Taking the stand again in the biggest insider trading case in the US in decades on Thursday, Kumar, a former McKinsey & Co. partner, denied a suggestion by Rajaratnam's lawyer that he was being paid for legitimate consulting work, including a role in the launch of New Silk Route.
"I did very little work in the beginning," Kumar said during cross examination in a New York court by John Dowd, who is defending Rajaratnam, charged with making $45 million from tips leaked by corporate insiders and hedge fund traders.
Kumar, who has pleaded guilty to leaking information to Rajaratnam, said he was rarely consulted by Rajaratnam and Gupta, who were among the financial backers of the new fund.

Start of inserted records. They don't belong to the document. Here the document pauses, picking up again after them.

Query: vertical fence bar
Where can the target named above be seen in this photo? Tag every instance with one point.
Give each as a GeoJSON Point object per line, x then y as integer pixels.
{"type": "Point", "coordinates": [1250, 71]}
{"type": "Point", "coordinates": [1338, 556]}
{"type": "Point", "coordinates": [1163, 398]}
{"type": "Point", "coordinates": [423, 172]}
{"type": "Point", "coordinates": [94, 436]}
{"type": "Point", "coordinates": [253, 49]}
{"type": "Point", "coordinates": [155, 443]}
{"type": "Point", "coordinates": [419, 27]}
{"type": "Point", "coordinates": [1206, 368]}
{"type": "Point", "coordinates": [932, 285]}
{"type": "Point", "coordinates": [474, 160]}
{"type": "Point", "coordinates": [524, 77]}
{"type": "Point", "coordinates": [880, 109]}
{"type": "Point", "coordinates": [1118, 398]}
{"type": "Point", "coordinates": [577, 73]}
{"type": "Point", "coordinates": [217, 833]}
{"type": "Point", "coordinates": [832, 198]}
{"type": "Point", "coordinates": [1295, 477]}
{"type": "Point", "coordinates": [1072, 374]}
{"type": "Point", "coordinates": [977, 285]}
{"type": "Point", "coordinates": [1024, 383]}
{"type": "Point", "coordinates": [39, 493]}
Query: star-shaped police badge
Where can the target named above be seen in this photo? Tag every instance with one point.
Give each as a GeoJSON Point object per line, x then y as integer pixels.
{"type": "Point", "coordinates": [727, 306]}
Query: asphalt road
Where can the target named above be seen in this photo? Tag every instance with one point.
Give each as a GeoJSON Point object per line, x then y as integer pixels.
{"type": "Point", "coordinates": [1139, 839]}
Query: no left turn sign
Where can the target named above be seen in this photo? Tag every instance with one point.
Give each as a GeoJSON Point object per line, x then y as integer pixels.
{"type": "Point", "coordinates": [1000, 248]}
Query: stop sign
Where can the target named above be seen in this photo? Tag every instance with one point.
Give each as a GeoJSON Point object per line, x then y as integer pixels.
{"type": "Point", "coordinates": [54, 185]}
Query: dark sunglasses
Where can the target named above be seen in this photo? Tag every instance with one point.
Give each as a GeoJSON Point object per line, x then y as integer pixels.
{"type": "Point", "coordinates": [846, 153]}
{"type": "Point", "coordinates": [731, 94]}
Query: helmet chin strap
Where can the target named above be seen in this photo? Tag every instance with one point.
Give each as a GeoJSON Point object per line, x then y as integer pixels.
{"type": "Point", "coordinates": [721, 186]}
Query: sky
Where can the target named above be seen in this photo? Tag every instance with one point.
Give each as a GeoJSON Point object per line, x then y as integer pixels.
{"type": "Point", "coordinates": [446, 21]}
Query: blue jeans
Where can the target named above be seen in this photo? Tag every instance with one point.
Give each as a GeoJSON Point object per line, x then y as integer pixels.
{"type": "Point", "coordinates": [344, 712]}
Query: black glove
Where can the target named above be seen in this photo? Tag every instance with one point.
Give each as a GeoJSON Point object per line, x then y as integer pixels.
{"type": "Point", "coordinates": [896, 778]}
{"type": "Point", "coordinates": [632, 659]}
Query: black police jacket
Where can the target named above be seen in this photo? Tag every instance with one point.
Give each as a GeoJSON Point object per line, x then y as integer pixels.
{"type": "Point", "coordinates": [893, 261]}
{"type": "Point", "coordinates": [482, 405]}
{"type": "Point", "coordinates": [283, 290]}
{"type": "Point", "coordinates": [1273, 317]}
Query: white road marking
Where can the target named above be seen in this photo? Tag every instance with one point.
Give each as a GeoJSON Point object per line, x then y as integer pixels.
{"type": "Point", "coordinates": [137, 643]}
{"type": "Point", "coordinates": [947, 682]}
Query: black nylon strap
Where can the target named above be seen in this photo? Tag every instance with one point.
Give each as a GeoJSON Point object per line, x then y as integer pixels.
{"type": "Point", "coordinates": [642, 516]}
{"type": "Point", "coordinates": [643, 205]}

Kumar testified that he and Gupta created Mindspirit LLC in 2001 as a vehicle for their two families to make investments, not as a consulting company, as suggested by Dowd.
Suggesting that Rajaratnam paid Kumar more than $1 million for legitimate work at the Galleon Group, Dowd showed the jury a Galleon investor presentation that named Kumar as an adviser to the fund.
Dowd also contended that Kumar was paid money by Rajaratnam for his involvement with another fund, Taj Capital, which was started by Rajaratnam and a group of investors that included Gupta. "You were paid $1 million because of work you did for Galleon and Taj Capital."
Kumar said he received no money for his time spent working on the Taj Capital fund, because the team had agreed he would be compensated only if he left McKinsey and joined the firm.